Dr. Cseh made it a point to paint an even clearer picture of our current economic situation when he provided the following graphs, showing our median household income and average weekly wage adjusted for inflation. He went on to explain that our unemployment rate of 9.3 percent does not account for the duration of unemployment, the discouraged workers or the underemployed. Lowndes County is showing improvements in its share of knowledge based jobs and in the average weekly wage of the knowledge based sector. The 11 people and job indicators used in the Lowndes County by the Numbers report ranks Lowndes County 11th among peer and aspirant communities.
A group discussion allowed attendees an opportunity to explore the strengths, weakness, opportunities, threats and trends of the community. The room was later tasked with identifying ideas for increasing average weekly wage and retaining college and university graduates. Summit participants shared many ideas during this portion of the program, but the idea of the community establishing a business incubator, focusing more attention on jobs and employers that match graduates’ areas of study was the major focus.

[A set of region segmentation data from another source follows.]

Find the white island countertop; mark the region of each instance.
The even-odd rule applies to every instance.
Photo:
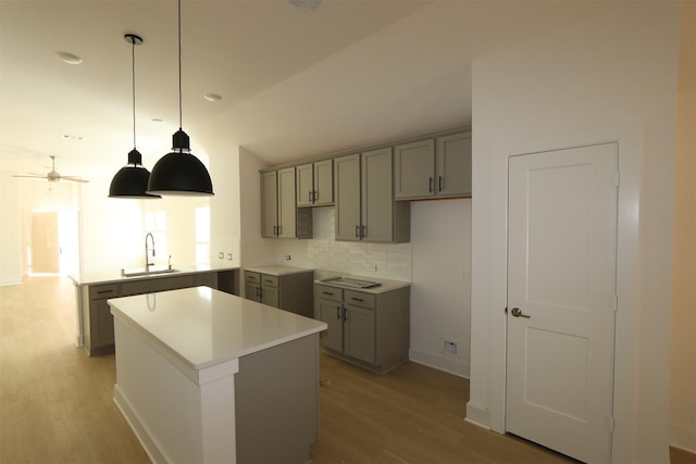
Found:
[[[113,271],[102,271],[102,272],[92,272],[92,273],[84,273],[84,274],[71,274],[69,277],[76,286],[80,285],[94,285],[94,284],[112,284],[120,281],[130,281],[130,280],[145,280],[152,278],[162,278],[162,277],[174,277],[187,274],[198,274],[198,273],[207,273],[207,272],[217,272],[217,271],[236,271],[239,269],[239,266],[228,265],[228,264],[172,264],[172,267],[176,269],[174,273],[152,273],[149,275],[141,275],[137,277],[125,277],[121,275],[121,269]],[[142,271],[128,268],[126,272],[133,271]]]
[[[108,302],[115,318],[195,371],[327,328],[323,322],[208,287]]]

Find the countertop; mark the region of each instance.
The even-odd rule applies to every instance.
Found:
[[[207,272],[215,272],[215,271],[234,271],[238,269],[239,266],[225,265],[225,264],[186,264],[186,265],[177,265],[172,264],[172,267],[177,269],[176,273],[169,274],[151,274],[145,276],[137,277],[123,277],[121,275],[121,269],[108,271],[108,272],[97,272],[97,273],[86,273],[86,274],[71,274],[69,277],[73,280],[76,286],[80,285],[94,285],[94,284],[113,284],[121,281],[132,281],[132,280],[145,280],[145,279],[153,279],[153,278],[162,278],[162,277],[174,277],[187,274],[197,274],[197,273],[207,273]],[[136,269],[126,269],[126,271],[136,271]],[[141,271],[141,269],[137,269]]]
[[[108,300],[111,313],[196,371],[318,334],[321,321],[208,287]]]
[[[288,274],[302,274],[302,273],[314,272],[314,269],[308,269],[306,267],[286,266],[286,265],[249,266],[249,267],[245,267],[244,269],[251,271],[252,273],[268,274],[271,276],[283,276]]]
[[[378,281],[380,286],[370,287],[370,288],[355,288],[355,287],[348,287],[340,284],[334,284],[331,281],[322,281],[322,279],[332,278],[332,277],[346,277],[346,278],[355,278],[358,280]],[[366,277],[366,276],[358,276],[353,274],[337,274],[337,273],[324,274],[322,275],[321,278],[315,279],[314,284],[326,285],[328,287],[343,288],[345,290],[362,291],[364,293],[374,293],[374,294],[385,293],[387,291],[394,291],[394,290],[398,290],[399,288],[411,286],[410,281],[391,280],[391,279],[382,278],[382,277],[376,277],[376,276]]]

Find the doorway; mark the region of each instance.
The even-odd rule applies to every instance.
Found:
[[[506,430],[609,462],[618,143],[508,161]]]

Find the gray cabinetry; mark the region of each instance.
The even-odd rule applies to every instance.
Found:
[[[83,318],[88,323],[84,327],[85,347],[89,355],[113,352],[113,316],[107,303],[109,298],[120,297],[117,284],[104,284],[83,287]]]
[[[261,174],[261,236],[296,237],[295,167]]]
[[[395,203],[391,148],[334,160],[336,239],[405,242],[410,208]]]
[[[315,317],[328,328],[321,335],[326,352],[374,372],[408,360],[409,288],[371,293],[315,284]]]
[[[334,203],[333,160],[296,167],[297,205],[324,206]]]
[[[312,317],[313,271],[271,275],[245,271],[245,298]]]
[[[471,133],[399,145],[394,152],[397,200],[471,195]]]

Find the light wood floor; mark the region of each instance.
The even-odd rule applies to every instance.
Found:
[[[114,356],[74,346],[73,291],[64,277],[0,287],[0,463],[148,463],[112,400]],[[315,464],[570,461],[465,423],[465,379],[415,363],[380,376],[324,354],[321,376]]]

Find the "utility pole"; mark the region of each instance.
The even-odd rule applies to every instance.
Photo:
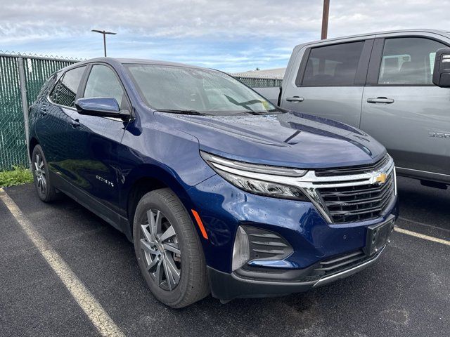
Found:
[[[92,29],[91,32],[95,33],[100,33],[103,34],[103,50],[105,51],[105,57],[106,57],[106,34],[115,35],[117,33],[113,33],[112,32],[106,32],[105,30]]]
[[[330,0],[323,0],[323,13],[322,13],[322,36],[321,39],[326,39],[328,32],[328,13],[330,12]]]

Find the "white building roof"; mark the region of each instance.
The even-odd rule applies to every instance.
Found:
[[[249,70],[248,72],[231,74],[235,77],[254,77],[255,79],[283,79],[286,68],[267,69],[266,70]]]

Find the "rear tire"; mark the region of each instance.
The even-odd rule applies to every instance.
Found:
[[[136,209],[133,237],[141,272],[160,301],[179,308],[208,295],[200,239],[189,214],[170,189],[142,197]]]
[[[57,199],[58,193],[49,176],[49,166],[41,145],[36,145],[31,157],[34,187],[37,196],[44,202]]]

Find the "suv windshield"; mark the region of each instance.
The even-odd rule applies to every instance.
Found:
[[[274,105],[222,72],[159,65],[125,65],[146,104],[168,112],[274,113]]]

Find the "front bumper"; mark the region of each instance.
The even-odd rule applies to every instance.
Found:
[[[269,297],[288,295],[306,291],[312,288],[345,278],[373,264],[385,250],[385,246],[376,254],[339,272],[314,279],[311,272],[318,267],[314,265],[302,270],[297,270],[300,281],[286,281],[286,275],[280,274],[278,280],[268,281],[242,277],[236,272],[226,273],[208,267],[208,275],[212,296],[228,301],[242,297]]]

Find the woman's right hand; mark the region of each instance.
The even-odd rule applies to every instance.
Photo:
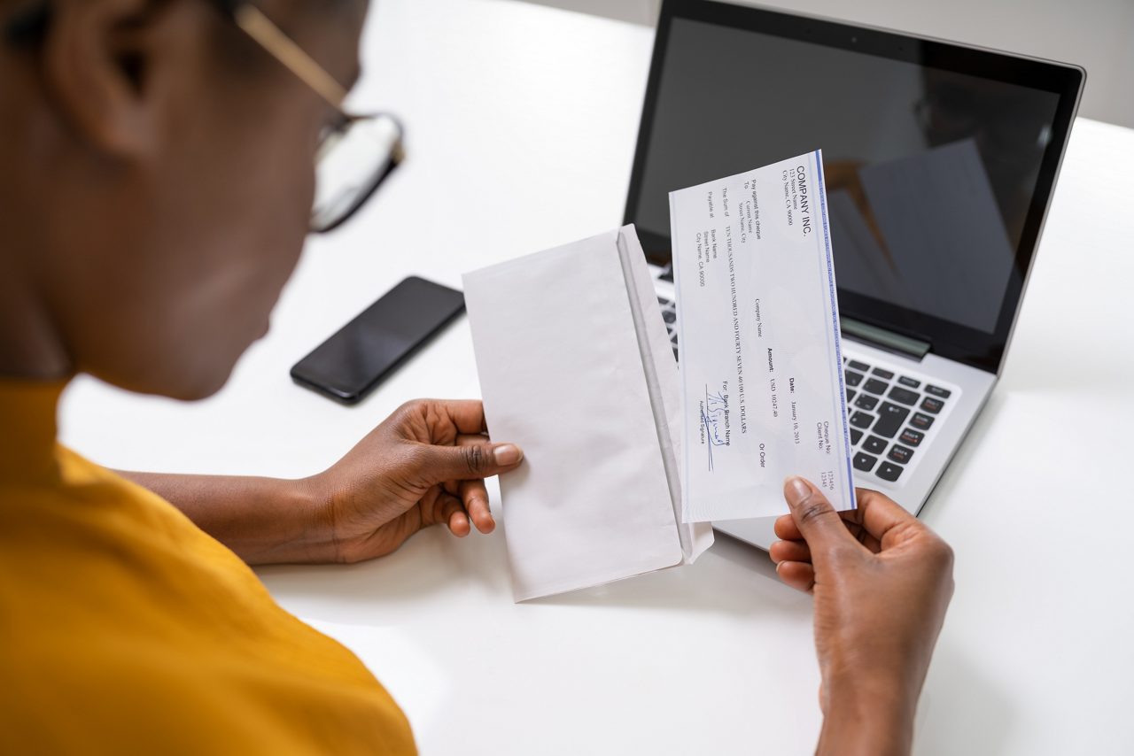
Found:
[[[770,554],[787,585],[815,598],[822,678],[818,753],[908,754],[917,697],[953,596],[953,550],[877,491],[836,512],[803,478]]]

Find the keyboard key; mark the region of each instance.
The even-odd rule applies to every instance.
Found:
[[[909,424],[919,431],[928,431],[929,426],[933,424],[933,418],[922,413],[914,413],[914,416],[909,418]]]
[[[886,457],[891,462],[900,462],[903,465],[906,465],[909,462],[913,456],[914,456],[913,449],[907,449],[905,447],[899,447],[898,444],[894,444],[894,449],[890,449],[890,453],[888,453]]]
[[[900,401],[903,405],[909,405],[913,407],[917,404],[917,392],[911,391],[909,389],[903,389],[902,387],[894,387],[890,389],[890,399],[894,401]]]
[[[882,478],[883,481],[889,481],[890,483],[894,483],[895,481],[898,479],[898,476],[902,475],[902,469],[903,468],[898,467],[897,465],[891,465],[890,462],[882,462],[879,466],[878,473],[875,473],[875,475]]]
[[[874,426],[874,433],[887,439],[892,439],[894,434],[897,433],[898,428],[900,428],[906,422],[906,418],[909,416],[909,410],[905,407],[899,407],[898,405],[891,405],[888,401],[883,401],[882,406],[878,410],[878,425]]]
[[[902,432],[902,435],[898,436],[898,441],[906,444],[907,447],[916,447],[922,442],[922,439],[924,438],[925,438],[924,433],[919,433],[917,431],[914,431],[912,428],[906,428],[905,431]]]
[[[862,444],[863,451],[869,451],[872,455],[880,455],[886,451],[886,448],[890,444],[886,439],[879,439],[877,435],[866,436],[866,441]]]
[[[878,379],[870,379],[862,385],[863,389],[870,391],[871,393],[881,394],[886,391],[886,381],[879,381]]]
[[[945,407],[945,402],[941,401],[940,399],[934,399],[933,397],[925,397],[925,399],[922,401],[921,408],[924,409],[926,413],[933,413],[934,415],[937,415],[939,411],[941,411],[942,407]]]
[[[874,407],[878,406],[878,397],[872,397],[869,393],[864,393],[861,397],[858,397],[858,401],[854,402],[854,406],[868,410],[873,409]]]

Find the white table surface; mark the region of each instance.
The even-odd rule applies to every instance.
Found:
[[[464,320],[356,408],[288,368],[407,274],[456,286],[616,227],[652,37],[518,0],[378,2],[355,102],[405,119],[408,162],[358,219],[312,240],[271,333],[220,394],[184,405],[82,379],[64,441],[109,466],[295,477],[406,399],[476,396]],[[957,592],[916,753],[1134,742],[1132,177],[1134,131],[1080,120],[1002,381],[924,510],[956,550]],[[375,562],[259,572],[374,670],[423,754],[814,745],[811,600],[725,537],[693,567],[524,605],[499,532],[434,529]]]

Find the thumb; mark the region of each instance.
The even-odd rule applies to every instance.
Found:
[[[812,559],[822,560],[832,551],[857,545],[827,496],[802,477],[784,481],[784,498],[792,519],[811,549]]]
[[[455,447],[422,444],[418,472],[432,483],[472,481],[507,473],[523,459],[524,452],[514,443],[466,441],[463,438]]]

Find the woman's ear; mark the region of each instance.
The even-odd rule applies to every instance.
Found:
[[[162,0],[56,0],[41,50],[44,86],[73,136],[116,158],[153,151],[161,122],[146,86]]]

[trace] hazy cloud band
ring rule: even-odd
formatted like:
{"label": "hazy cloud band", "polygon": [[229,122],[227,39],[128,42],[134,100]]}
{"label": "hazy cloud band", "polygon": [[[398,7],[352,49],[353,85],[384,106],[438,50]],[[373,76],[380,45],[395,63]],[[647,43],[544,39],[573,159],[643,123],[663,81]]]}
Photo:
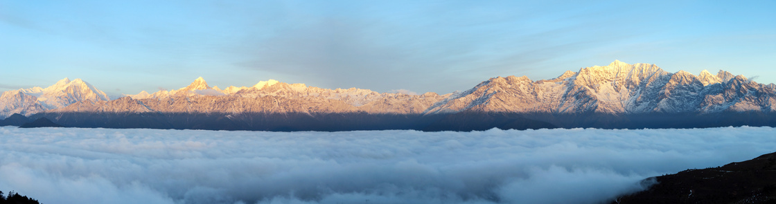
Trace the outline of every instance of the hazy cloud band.
{"label": "hazy cloud band", "polygon": [[0,127],[0,189],[45,203],[595,203],[772,152],[774,130]]}

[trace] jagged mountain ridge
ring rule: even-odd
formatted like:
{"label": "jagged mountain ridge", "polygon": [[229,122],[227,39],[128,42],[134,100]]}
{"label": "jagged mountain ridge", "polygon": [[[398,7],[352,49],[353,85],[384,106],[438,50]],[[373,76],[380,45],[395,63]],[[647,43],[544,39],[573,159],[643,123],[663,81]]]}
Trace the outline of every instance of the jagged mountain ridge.
{"label": "jagged mountain ridge", "polygon": [[[68,89],[77,94],[60,95],[64,96],[61,97],[46,92],[67,89],[61,88],[73,81],[66,78],[47,88],[4,92],[0,100],[5,101],[0,102],[6,107],[3,109],[6,114],[16,112],[26,116],[47,109],[52,112],[425,115],[462,112],[622,115],[776,110],[776,85],[773,84],[758,84],[724,71],[715,75],[703,71],[695,76],[684,71],[670,73],[655,64],[629,64],[619,61],[607,66],[580,68],[576,72],[567,71],[549,80],[534,81],[525,76],[497,77],[465,92],[442,95],[433,92],[418,95],[379,93],[355,88],[327,89],[275,80],[260,81],[251,87],[220,89],[209,86],[199,78],[180,89],[153,94],[144,91],[109,101],[103,92],[80,79],[74,81],[77,81],[86,85]],[[76,89],[83,92],[74,92]],[[61,102],[42,102],[47,101]],[[64,107],[64,104],[69,105]]]}
{"label": "jagged mountain ridge", "polygon": [[4,92],[0,95],[0,119],[14,113],[30,116],[66,107],[81,101],[108,101],[105,92],[76,78],[64,78],[47,88],[33,87]]}
{"label": "jagged mountain ridge", "polygon": [[667,72],[654,64],[608,66],[566,71],[533,81],[527,77],[494,78],[435,104],[428,113],[712,113],[776,110],[776,88],[720,71],[699,76]]}

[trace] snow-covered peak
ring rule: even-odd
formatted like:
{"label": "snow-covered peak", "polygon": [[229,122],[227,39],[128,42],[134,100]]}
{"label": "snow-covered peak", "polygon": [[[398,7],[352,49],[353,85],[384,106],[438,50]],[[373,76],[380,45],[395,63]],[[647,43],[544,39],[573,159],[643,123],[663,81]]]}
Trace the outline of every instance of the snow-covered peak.
{"label": "snow-covered peak", "polygon": [[722,80],[722,81],[724,82],[730,81],[730,79],[736,78],[736,75],[733,75],[733,74],[730,74],[730,72],[727,72],[726,71],[719,70],[719,72],[717,72],[717,77],[719,78],[719,80]]}
{"label": "snow-covered peak", "polygon": [[708,70],[702,71],[701,74],[698,74],[698,79],[701,81],[701,83],[703,83],[704,86],[722,82],[719,77],[712,74]]}
{"label": "snow-covered peak", "polygon": [[[80,79],[79,79],[79,81],[80,81]],[[43,88],[41,91],[44,92],[53,92],[54,90],[61,90],[62,88],[64,88],[64,87],[67,87],[68,85],[70,84],[70,82],[72,82],[72,81],[70,81],[70,78],[63,78],[63,79],[57,81],[56,84],[54,84],[53,85],[47,87],[46,88]]]}
{"label": "snow-covered peak", "polygon": [[615,61],[610,63],[609,66],[608,67],[624,67],[624,66],[630,66],[630,64],[625,62],[622,62],[618,60],[615,60]]}
{"label": "snow-covered peak", "polygon": [[194,82],[192,82],[191,85],[189,85],[189,86],[184,88],[183,89],[186,91],[194,91],[194,90],[204,90],[209,88],[210,88],[210,87],[207,86],[207,82],[205,81],[205,79],[202,78],[202,77],[199,77],[196,80],[194,80]]}
{"label": "snow-covered peak", "polygon": [[274,85],[275,84],[277,84],[278,82],[279,82],[279,81],[275,81],[274,79],[270,79],[270,80],[266,81],[258,81],[258,83],[256,83],[256,85],[254,85],[253,87],[256,88],[258,89],[262,89],[262,88],[264,88],[265,87],[269,87],[269,86]]}
{"label": "snow-covered peak", "polygon": [[136,94],[136,95],[126,95],[126,94],[125,94],[124,96],[129,96],[130,98],[132,98],[132,99],[136,99],[136,100],[137,99],[151,99],[151,98],[154,97],[154,95],[149,94],[148,92],[146,92],[146,91],[142,91],[140,93]]}

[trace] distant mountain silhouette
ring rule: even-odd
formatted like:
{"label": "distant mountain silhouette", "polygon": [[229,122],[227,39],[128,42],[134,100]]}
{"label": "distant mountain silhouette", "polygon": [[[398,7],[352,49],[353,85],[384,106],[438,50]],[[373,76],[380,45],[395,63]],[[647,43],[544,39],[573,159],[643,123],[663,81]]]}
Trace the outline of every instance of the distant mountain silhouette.
{"label": "distant mountain silhouette", "polygon": [[22,116],[22,114],[14,113],[13,115],[11,115],[11,116],[9,116],[5,119],[0,119],[0,126],[18,126],[23,125],[24,123],[29,123],[31,121],[32,121],[31,119],[29,119],[27,117],[25,117],[24,116]]}
{"label": "distant mountain silhouette", "polygon": [[28,198],[26,195],[19,195],[18,192],[14,192],[11,191],[8,193],[8,196],[5,196],[2,192],[0,192],[0,204],[40,204],[37,200],[33,198]]}
{"label": "distant mountain silhouette", "polygon": [[648,179],[656,184],[612,203],[776,203],[776,152]]}
{"label": "distant mountain silhouette", "polygon": [[[203,78],[179,89],[114,100],[102,93],[81,80],[66,78],[47,88],[6,92],[0,108],[5,107],[3,114],[23,112],[32,119],[46,117],[74,127],[438,131],[776,126],[776,85],[725,71],[694,75],[618,61],[549,80],[492,78],[445,95],[327,89],[275,80],[220,89]],[[59,108],[49,109],[54,106]]]}
{"label": "distant mountain silhouette", "polygon": [[49,120],[47,118],[39,118],[33,122],[24,123],[19,127],[20,128],[33,128],[33,127],[62,127],[62,125],[54,123]]}

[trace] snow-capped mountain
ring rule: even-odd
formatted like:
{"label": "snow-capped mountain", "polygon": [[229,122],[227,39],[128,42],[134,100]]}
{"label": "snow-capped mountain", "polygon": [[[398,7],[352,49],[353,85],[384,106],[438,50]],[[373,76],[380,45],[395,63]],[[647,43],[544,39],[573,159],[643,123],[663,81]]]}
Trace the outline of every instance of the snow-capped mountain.
{"label": "snow-capped mountain", "polygon": [[109,99],[105,92],[80,78],[70,81],[65,78],[45,88],[33,87],[3,92],[0,96],[0,119],[13,113],[30,116],[78,102]]}
{"label": "snow-capped mountain", "polygon": [[742,75],[667,72],[654,64],[615,61],[566,71],[550,80],[494,78],[435,104],[428,114],[462,111],[518,113],[710,113],[776,111],[776,89]]}
{"label": "snow-capped mountain", "polygon": [[410,95],[355,88],[327,89],[275,80],[221,90],[210,88],[199,78],[180,89],[154,94],[142,92],[127,96],[113,101],[79,102],[53,112],[421,114],[449,95],[429,92]]}
{"label": "snow-capped mountain", "polygon": [[[67,78],[46,88],[6,92],[4,116],[54,112],[175,113],[367,113],[449,114],[705,114],[774,112],[776,85],[761,85],[719,71],[698,75],[670,73],[655,64],[615,61],[607,66],[567,71],[532,81],[527,77],[490,78],[471,89],[446,95],[379,93],[369,89],[327,89],[275,80],[251,87],[210,87],[203,78],[186,87],[153,94],[142,92],[109,101],[80,79]],[[66,105],[68,105],[65,107]]]}

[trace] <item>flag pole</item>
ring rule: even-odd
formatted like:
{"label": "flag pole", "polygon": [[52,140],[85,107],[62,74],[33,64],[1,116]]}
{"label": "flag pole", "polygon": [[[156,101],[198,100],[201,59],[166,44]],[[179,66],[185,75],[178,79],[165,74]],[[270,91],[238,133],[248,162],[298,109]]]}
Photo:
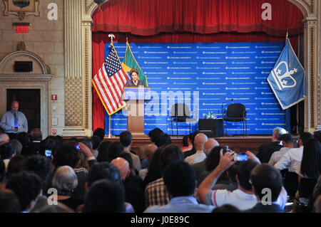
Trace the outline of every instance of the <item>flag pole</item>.
{"label": "flag pole", "polygon": [[[108,35],[108,37],[110,37],[111,39],[111,45],[113,45],[113,39],[115,38],[115,36],[113,33],[110,33]],[[109,124],[108,124],[109,132],[108,132],[108,134],[107,136],[108,138],[113,138],[113,136],[111,134],[111,115],[109,115]]]}

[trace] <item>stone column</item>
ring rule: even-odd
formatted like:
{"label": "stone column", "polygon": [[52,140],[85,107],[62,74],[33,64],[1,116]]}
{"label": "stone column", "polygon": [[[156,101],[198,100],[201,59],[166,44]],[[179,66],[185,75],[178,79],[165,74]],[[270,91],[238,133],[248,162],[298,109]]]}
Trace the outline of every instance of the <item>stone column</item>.
{"label": "stone column", "polygon": [[83,47],[79,0],[64,1],[65,127],[63,136],[85,136]]}
{"label": "stone column", "polygon": [[317,20],[306,17],[305,28],[305,70],[307,79],[307,99],[305,100],[305,132],[313,132],[318,120],[318,76],[317,76]]}

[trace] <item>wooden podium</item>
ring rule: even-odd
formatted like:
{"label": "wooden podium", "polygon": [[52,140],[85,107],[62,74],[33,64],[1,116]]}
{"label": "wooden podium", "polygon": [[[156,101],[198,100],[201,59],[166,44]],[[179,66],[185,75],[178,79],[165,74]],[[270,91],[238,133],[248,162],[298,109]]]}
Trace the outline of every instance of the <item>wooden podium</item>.
{"label": "wooden podium", "polygon": [[133,138],[148,138],[144,132],[144,105],[151,100],[151,88],[125,87],[123,100],[127,107],[127,130]]}

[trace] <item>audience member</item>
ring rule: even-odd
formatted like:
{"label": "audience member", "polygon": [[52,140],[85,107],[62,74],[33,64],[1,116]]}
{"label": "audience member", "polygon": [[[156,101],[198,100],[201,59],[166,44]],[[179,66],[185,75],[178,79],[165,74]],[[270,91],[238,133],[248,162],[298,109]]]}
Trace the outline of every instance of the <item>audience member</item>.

Additionally, Industrial Authority Executive Director Andrea Schruijer, Chamber President Myrna Ballard, VSU President William McKinney and WGTC President Dr. Ray Perren participated in a panel discussion based on the impact of higher education on regional economic development. Schuijer shared that Lowndes County is not only competing against Georgia communities for new industries, but globally as well. Ballard noted that it is the mix of jobs that matters, emphasizing the importance of growing local jobs for high school graduates, college students and university graduates. President McKinney discussed the Employer-Educator Compact and encouraged the community to take advantage of the incredible amount of intellectual capital available at VSU. Dr. Ray Perren discussed high job placement rate at Wiregrass Georgia Technical College and the college’s ability to adapt programs based on changes in technology. Lowndes County Commission Chairman Bill Slaughter and Mayor John Gayle presented a unified front as they expressed their concerns for educating our students and provided examples of what we can do as a community to help students find gainful employment.